22 thoughts on “Luigi – The Bruised Assassin

    • Thanks! It requires strength and resilience to face adversity. Some have it naturally, while others develop character in right home environment, which includes identifying and getting rid of any bad traits. A single bad trait can play against us in our bad times.

      Some get right guidance, in case something really goes wrong.

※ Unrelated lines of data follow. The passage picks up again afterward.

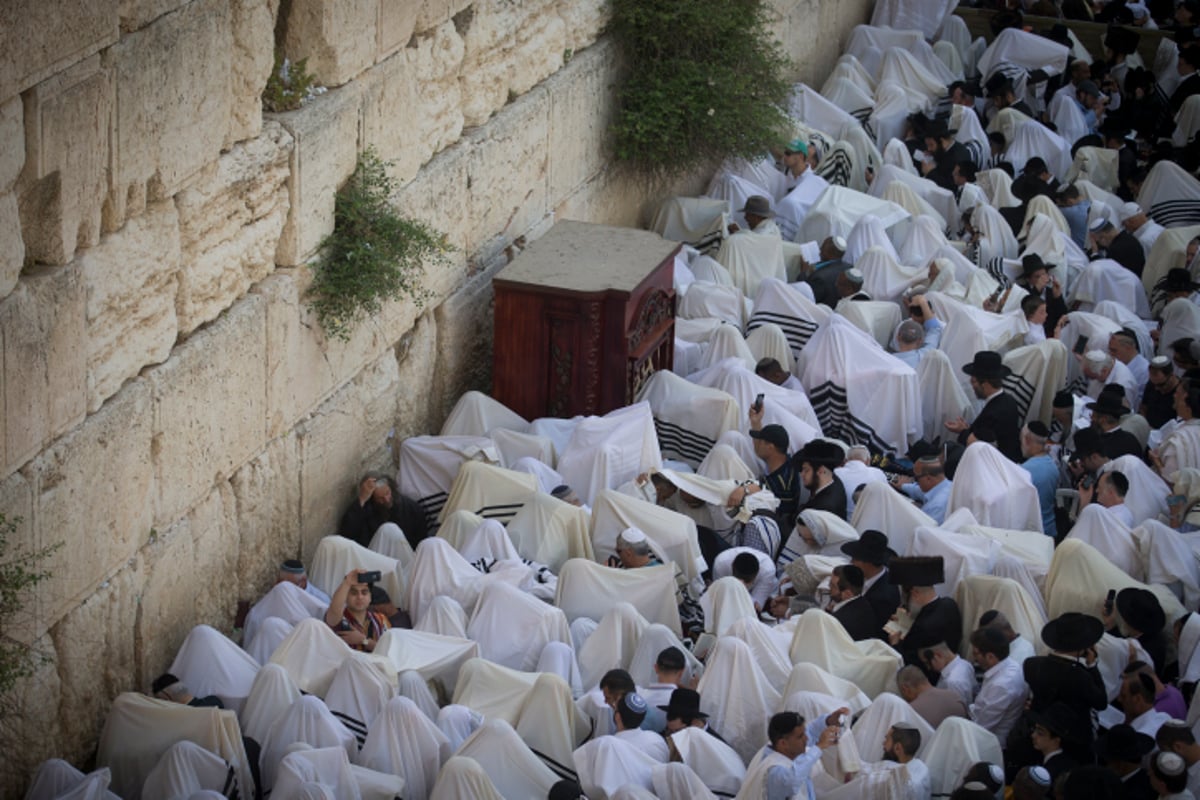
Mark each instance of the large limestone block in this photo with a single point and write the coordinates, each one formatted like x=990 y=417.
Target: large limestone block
x=94 y=493
x=131 y=284
x=210 y=408
x=40 y=38
x=229 y=223
x=336 y=36
x=581 y=113
x=45 y=371
x=424 y=82
x=174 y=101
x=190 y=578
x=343 y=438
x=508 y=173
x=253 y=55
x=267 y=491
x=65 y=176
x=510 y=48
x=325 y=148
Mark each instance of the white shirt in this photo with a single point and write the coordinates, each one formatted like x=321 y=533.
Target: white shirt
x=1001 y=698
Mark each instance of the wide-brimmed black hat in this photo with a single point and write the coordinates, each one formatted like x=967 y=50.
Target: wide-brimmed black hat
x=1072 y=632
x=684 y=703
x=1140 y=609
x=917 y=571
x=870 y=547
x=987 y=365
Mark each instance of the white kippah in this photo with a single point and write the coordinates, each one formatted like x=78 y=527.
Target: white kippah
x=633 y=535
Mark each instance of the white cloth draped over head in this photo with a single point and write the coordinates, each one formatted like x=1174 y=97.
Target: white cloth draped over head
x=875 y=402
x=820 y=639
x=737 y=696
x=210 y=663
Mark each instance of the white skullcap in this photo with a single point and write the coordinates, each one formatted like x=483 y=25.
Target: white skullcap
x=633 y=535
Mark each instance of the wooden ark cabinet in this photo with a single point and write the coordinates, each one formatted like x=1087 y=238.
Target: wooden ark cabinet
x=583 y=317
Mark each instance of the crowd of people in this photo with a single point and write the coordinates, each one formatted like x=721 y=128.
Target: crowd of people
x=913 y=515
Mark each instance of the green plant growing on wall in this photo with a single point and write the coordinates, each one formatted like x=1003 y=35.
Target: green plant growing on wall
x=373 y=256
x=703 y=79
x=21 y=571
x=289 y=85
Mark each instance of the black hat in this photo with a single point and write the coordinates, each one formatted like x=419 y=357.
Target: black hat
x=870 y=547
x=987 y=365
x=1123 y=741
x=1140 y=609
x=773 y=434
x=820 y=452
x=917 y=571
x=684 y=703
x=1072 y=632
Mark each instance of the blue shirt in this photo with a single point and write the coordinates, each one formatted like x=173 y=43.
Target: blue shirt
x=1044 y=474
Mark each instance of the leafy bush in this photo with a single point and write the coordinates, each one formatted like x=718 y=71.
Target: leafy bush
x=703 y=79
x=373 y=254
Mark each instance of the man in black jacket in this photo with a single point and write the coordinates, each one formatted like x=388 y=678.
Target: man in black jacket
x=1000 y=414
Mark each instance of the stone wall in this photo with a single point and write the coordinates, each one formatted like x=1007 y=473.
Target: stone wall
x=171 y=410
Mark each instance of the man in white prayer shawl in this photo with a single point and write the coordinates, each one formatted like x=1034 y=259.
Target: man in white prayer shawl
x=783 y=769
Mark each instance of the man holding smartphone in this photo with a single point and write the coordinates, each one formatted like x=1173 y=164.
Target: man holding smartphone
x=351 y=615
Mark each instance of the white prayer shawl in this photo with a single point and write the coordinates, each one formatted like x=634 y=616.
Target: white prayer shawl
x=607 y=764
x=430 y=655
x=403 y=741
x=1075 y=572
x=606 y=451
x=955 y=746
x=358 y=695
x=309 y=721
x=465 y=777
x=859 y=392
x=271 y=695
x=336 y=555
x=750 y=257
x=589 y=589
x=429 y=465
x=697 y=221
x=513 y=627
x=210 y=663
x=886 y=710
x=550 y=531
x=996 y=491
x=1170 y=196
x=285 y=601
x=514 y=768
x=737 y=697
x=475 y=414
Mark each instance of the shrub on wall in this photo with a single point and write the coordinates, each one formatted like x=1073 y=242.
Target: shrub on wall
x=373 y=256
x=703 y=79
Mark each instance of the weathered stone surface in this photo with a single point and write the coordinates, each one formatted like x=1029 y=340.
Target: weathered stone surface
x=253 y=55
x=190 y=578
x=64 y=181
x=336 y=36
x=173 y=102
x=94 y=492
x=325 y=148
x=40 y=38
x=131 y=283
x=45 y=371
x=210 y=408
x=267 y=492
x=424 y=82
x=342 y=438
x=510 y=47
x=229 y=223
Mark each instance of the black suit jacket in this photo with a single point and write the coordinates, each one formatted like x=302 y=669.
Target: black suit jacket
x=858 y=618
x=1001 y=414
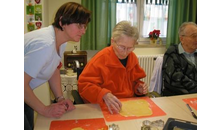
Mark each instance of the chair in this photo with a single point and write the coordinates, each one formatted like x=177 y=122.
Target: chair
x=75 y=93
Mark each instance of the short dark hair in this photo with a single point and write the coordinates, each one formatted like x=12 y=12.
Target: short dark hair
x=71 y=12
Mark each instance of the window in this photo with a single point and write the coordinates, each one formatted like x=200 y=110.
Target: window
x=153 y=15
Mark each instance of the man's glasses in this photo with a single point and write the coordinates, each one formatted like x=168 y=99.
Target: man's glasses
x=123 y=48
x=193 y=36
x=81 y=26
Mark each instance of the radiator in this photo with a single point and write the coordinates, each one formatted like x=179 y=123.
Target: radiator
x=147 y=63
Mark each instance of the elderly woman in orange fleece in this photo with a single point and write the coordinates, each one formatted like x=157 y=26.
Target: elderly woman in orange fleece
x=114 y=72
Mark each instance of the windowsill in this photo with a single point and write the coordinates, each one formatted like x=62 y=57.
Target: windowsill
x=141 y=45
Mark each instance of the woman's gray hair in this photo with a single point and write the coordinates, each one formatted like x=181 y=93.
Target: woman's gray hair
x=183 y=26
x=125 y=28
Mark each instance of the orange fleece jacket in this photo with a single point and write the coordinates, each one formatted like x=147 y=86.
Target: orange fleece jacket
x=105 y=73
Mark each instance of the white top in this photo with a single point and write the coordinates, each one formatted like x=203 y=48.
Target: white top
x=40 y=55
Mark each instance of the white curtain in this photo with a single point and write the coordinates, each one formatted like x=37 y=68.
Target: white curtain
x=155 y=17
x=127 y=10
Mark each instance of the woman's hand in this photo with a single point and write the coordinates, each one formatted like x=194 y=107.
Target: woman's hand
x=112 y=102
x=142 y=88
x=58 y=109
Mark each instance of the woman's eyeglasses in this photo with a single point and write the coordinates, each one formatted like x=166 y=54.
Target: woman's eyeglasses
x=123 y=48
x=81 y=26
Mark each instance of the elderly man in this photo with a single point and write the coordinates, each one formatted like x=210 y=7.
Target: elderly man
x=179 y=67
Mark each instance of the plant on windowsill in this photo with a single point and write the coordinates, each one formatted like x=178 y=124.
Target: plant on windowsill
x=154 y=35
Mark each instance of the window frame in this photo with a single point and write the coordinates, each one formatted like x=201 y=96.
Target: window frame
x=140 y=10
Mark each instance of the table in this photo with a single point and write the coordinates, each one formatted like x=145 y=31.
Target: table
x=173 y=106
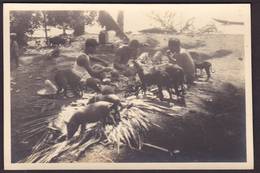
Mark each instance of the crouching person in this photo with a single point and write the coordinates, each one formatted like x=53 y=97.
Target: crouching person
x=91 y=76
x=182 y=58
x=95 y=112
x=124 y=54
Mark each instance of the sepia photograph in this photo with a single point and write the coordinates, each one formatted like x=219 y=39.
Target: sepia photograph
x=127 y=86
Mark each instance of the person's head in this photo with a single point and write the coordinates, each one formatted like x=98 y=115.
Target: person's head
x=174 y=45
x=82 y=60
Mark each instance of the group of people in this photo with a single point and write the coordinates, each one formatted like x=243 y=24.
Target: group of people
x=175 y=54
x=84 y=70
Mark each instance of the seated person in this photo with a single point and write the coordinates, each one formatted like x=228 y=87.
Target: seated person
x=183 y=58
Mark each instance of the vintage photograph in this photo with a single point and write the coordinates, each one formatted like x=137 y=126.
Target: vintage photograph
x=127 y=86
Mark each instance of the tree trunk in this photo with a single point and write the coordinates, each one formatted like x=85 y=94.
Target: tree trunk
x=64 y=30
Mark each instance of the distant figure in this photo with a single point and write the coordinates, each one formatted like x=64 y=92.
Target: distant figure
x=14 y=50
x=183 y=59
x=83 y=69
x=124 y=54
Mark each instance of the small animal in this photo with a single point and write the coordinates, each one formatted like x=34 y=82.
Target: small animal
x=112 y=98
x=57 y=40
x=94 y=112
x=168 y=77
x=66 y=78
x=207 y=66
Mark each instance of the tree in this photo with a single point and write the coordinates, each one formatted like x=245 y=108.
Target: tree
x=120 y=20
x=169 y=22
x=23 y=23
x=58 y=19
x=71 y=19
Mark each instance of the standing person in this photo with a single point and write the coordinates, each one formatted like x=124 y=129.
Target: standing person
x=14 y=50
x=183 y=59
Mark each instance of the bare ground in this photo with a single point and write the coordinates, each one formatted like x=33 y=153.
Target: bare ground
x=210 y=128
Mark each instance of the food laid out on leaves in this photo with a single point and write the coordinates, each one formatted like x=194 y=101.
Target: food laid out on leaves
x=108 y=108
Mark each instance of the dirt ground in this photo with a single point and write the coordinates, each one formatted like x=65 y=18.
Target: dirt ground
x=210 y=128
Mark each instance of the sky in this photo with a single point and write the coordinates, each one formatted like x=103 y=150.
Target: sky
x=137 y=16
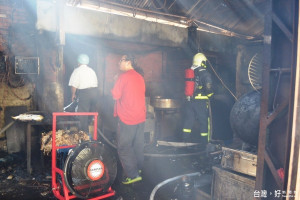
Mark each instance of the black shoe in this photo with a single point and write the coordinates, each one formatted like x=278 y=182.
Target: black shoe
x=127 y=180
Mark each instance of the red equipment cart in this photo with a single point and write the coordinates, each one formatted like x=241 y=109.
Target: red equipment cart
x=94 y=168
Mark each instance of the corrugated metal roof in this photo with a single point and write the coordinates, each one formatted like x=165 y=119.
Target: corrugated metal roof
x=242 y=18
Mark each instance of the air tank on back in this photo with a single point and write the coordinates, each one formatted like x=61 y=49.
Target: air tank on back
x=244 y=117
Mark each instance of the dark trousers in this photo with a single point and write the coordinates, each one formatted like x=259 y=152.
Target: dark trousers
x=130 y=145
x=196 y=110
x=87 y=102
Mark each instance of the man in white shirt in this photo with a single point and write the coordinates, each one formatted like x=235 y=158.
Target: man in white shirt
x=84 y=83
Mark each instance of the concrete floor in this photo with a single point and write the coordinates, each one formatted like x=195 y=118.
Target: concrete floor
x=38 y=184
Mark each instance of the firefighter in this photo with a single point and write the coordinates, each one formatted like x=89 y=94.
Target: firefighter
x=198 y=90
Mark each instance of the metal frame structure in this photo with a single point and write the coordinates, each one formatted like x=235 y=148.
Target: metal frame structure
x=267 y=171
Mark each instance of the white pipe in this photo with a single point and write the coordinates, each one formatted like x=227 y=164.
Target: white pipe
x=168 y=181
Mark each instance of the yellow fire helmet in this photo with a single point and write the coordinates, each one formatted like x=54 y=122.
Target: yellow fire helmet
x=198 y=59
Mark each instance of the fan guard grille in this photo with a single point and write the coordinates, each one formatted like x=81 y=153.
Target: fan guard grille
x=255 y=71
x=78 y=162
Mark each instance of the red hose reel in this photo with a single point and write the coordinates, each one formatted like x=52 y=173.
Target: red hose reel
x=89 y=169
x=189 y=82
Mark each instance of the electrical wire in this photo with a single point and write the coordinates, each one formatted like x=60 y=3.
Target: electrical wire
x=162 y=7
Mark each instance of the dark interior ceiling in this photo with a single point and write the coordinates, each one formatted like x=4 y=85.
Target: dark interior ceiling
x=237 y=18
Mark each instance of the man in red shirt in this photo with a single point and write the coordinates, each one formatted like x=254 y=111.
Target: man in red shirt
x=129 y=93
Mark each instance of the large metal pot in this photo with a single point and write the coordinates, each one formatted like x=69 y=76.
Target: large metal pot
x=159 y=102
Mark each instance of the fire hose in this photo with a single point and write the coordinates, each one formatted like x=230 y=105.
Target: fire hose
x=170 y=180
x=150 y=154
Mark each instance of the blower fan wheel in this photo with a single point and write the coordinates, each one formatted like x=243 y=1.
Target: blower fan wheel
x=90 y=169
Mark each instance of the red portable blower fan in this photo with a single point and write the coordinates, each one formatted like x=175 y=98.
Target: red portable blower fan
x=89 y=169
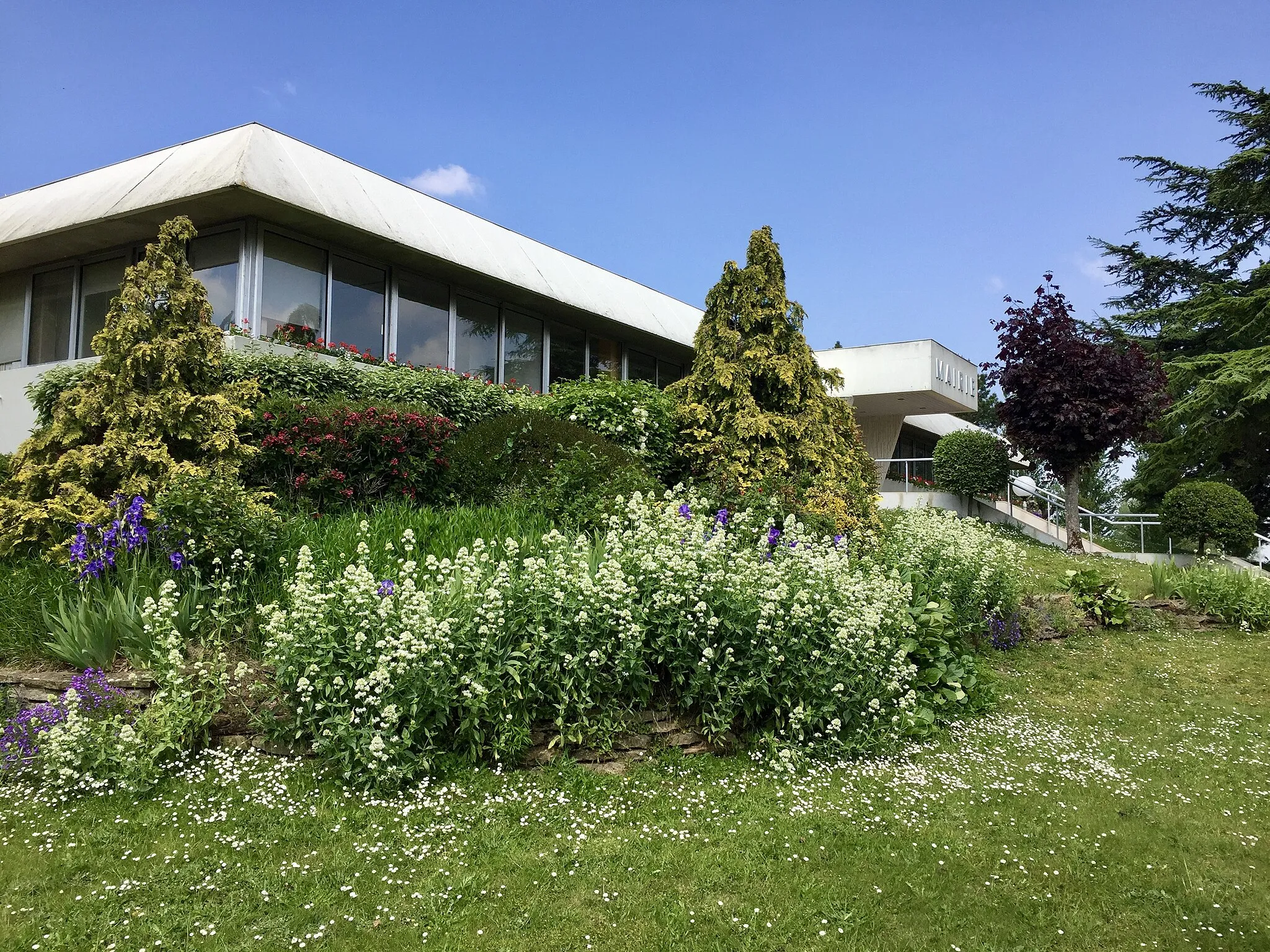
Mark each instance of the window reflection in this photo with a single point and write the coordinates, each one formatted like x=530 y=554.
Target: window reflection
x=13 y=316
x=357 y=300
x=522 y=351
x=641 y=366
x=568 y=359
x=477 y=338
x=51 y=301
x=215 y=262
x=424 y=323
x=99 y=284
x=606 y=358
x=294 y=287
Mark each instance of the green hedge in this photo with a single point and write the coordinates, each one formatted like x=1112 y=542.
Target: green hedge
x=1209 y=512
x=633 y=414
x=970 y=462
x=566 y=470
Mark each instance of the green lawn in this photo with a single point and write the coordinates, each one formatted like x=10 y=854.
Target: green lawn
x=1116 y=800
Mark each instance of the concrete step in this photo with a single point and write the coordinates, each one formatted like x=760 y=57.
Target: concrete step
x=1033 y=524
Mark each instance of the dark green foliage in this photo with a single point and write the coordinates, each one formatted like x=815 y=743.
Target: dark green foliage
x=1103 y=599
x=27 y=586
x=563 y=469
x=1209 y=512
x=43 y=391
x=215 y=517
x=633 y=414
x=464 y=400
x=970 y=462
x=349 y=455
x=301 y=376
x=92 y=626
x=1204 y=309
x=755 y=405
x=459 y=398
x=155 y=405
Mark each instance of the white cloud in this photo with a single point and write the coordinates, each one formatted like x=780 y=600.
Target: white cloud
x=447 y=182
x=1094 y=270
x=275 y=93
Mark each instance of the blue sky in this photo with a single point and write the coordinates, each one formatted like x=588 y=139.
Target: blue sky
x=916 y=161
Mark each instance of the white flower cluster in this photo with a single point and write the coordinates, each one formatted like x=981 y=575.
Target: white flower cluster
x=389 y=660
x=963 y=562
x=93 y=753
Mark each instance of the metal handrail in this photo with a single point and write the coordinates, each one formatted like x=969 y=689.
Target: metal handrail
x=907 y=461
x=1055 y=506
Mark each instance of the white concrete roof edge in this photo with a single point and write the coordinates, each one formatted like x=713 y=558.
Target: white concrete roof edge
x=252 y=156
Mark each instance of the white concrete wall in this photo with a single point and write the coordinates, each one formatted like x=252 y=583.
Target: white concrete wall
x=17 y=414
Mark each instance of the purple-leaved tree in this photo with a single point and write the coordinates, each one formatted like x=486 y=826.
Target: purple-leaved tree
x=1072 y=391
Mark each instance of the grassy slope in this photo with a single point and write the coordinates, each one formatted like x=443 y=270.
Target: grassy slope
x=1118 y=799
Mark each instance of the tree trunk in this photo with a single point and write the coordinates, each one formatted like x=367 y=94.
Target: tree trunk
x=1072 y=511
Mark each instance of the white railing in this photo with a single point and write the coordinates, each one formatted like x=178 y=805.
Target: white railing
x=908 y=474
x=1054 y=505
x=1055 y=509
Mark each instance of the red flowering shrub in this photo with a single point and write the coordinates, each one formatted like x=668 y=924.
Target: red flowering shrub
x=334 y=456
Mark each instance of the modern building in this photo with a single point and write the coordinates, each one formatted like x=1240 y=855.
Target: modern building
x=288 y=234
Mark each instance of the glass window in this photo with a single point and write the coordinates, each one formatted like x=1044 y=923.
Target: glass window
x=13 y=316
x=424 y=323
x=357 y=301
x=641 y=366
x=606 y=358
x=52 y=295
x=215 y=262
x=294 y=286
x=477 y=338
x=568 y=358
x=99 y=286
x=522 y=351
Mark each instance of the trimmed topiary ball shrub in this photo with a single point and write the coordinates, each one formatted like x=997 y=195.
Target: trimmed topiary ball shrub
x=331 y=456
x=568 y=471
x=970 y=462
x=633 y=414
x=1209 y=512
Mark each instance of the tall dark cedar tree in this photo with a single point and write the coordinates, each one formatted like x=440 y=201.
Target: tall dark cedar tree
x=1071 y=392
x=1203 y=306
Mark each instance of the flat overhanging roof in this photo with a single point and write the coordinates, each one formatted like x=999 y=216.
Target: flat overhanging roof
x=254 y=170
x=906 y=379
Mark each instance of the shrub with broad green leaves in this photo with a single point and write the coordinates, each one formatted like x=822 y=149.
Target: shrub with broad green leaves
x=562 y=469
x=1103 y=599
x=1208 y=512
x=963 y=562
x=633 y=414
x=970 y=462
x=211 y=517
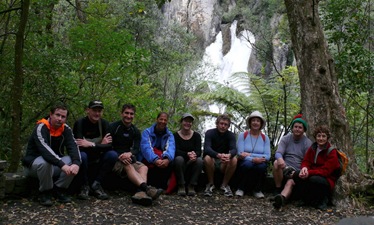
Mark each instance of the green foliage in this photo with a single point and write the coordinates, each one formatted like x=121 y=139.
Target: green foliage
x=118 y=55
x=349 y=33
x=277 y=97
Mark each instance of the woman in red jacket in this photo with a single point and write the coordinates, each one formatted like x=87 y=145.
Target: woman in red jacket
x=318 y=170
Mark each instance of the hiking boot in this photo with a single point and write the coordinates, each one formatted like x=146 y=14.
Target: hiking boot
x=258 y=194
x=45 y=198
x=278 y=201
x=191 y=190
x=209 y=190
x=227 y=191
x=83 y=194
x=153 y=192
x=239 y=193
x=182 y=190
x=141 y=198
x=98 y=191
x=276 y=192
x=60 y=194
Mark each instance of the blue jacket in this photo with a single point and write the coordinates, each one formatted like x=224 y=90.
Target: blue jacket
x=148 y=141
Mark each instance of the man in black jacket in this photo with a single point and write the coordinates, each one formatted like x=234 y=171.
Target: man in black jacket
x=45 y=155
x=94 y=141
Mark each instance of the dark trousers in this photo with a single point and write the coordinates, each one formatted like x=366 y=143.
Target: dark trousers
x=314 y=190
x=187 y=172
x=252 y=175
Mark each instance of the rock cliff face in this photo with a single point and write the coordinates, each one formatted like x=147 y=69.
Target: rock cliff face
x=201 y=17
x=204 y=19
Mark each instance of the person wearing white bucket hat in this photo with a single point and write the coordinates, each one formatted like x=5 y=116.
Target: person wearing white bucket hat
x=253 y=154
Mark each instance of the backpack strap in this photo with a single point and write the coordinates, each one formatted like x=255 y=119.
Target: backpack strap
x=245 y=134
x=328 y=152
x=330 y=149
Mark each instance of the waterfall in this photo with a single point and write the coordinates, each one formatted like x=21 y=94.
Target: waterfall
x=220 y=67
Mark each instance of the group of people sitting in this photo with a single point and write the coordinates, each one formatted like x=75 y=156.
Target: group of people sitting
x=157 y=160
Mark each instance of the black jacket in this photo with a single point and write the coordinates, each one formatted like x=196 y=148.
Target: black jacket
x=51 y=148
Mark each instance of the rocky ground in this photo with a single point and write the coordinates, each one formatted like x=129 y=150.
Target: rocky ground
x=170 y=209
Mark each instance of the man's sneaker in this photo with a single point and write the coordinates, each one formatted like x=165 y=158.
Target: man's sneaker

    • Very true. Mothers often cover up for their children’s flaws. But sometimes only mothers can see some positivity in their child’s negative trait that others make fun of. Every quality can be geared to be productive.
      Thanks for your insight 🙂

      Liked by 1 person

  1. A dark tale indeed! Nicely done! I am happy that you found the MFtS challenge! I hope that you stick with it and that I can read another story next week. Now I am on to your next submission for this week’s challenge… Be well…. ^..^


    • It’s a grim tale, even with its hidden message. Participating in MFtS challenge was fun as well as inspirational towards good writing. Story writing is new to me, but definitely I would love to come up with more stories whenever possible.
      Thanks for your encouragement 🙂


  2. Great story Alka! I think the sentence that was most telling to me was, the sentence about the huge family not helping him with anger managment. Although it isn’t the family’s fault, he could have been given better guidance.

    Liked by 1 person

    • Thanks Joy! Any appreciation coming for a great story-teller like you means a lot.
      You got it right. Basically, when people live in huge families, they absorb all the good and bad, and often some sort of hidden bullying can ruin their personality in such a way that they take it out on wrong people. Small symptoms of a child having problems may go ignored in larger family activities.
      Here, it was when he lost it all, that the family sat and remembered him for what he was…as if they really knew him well.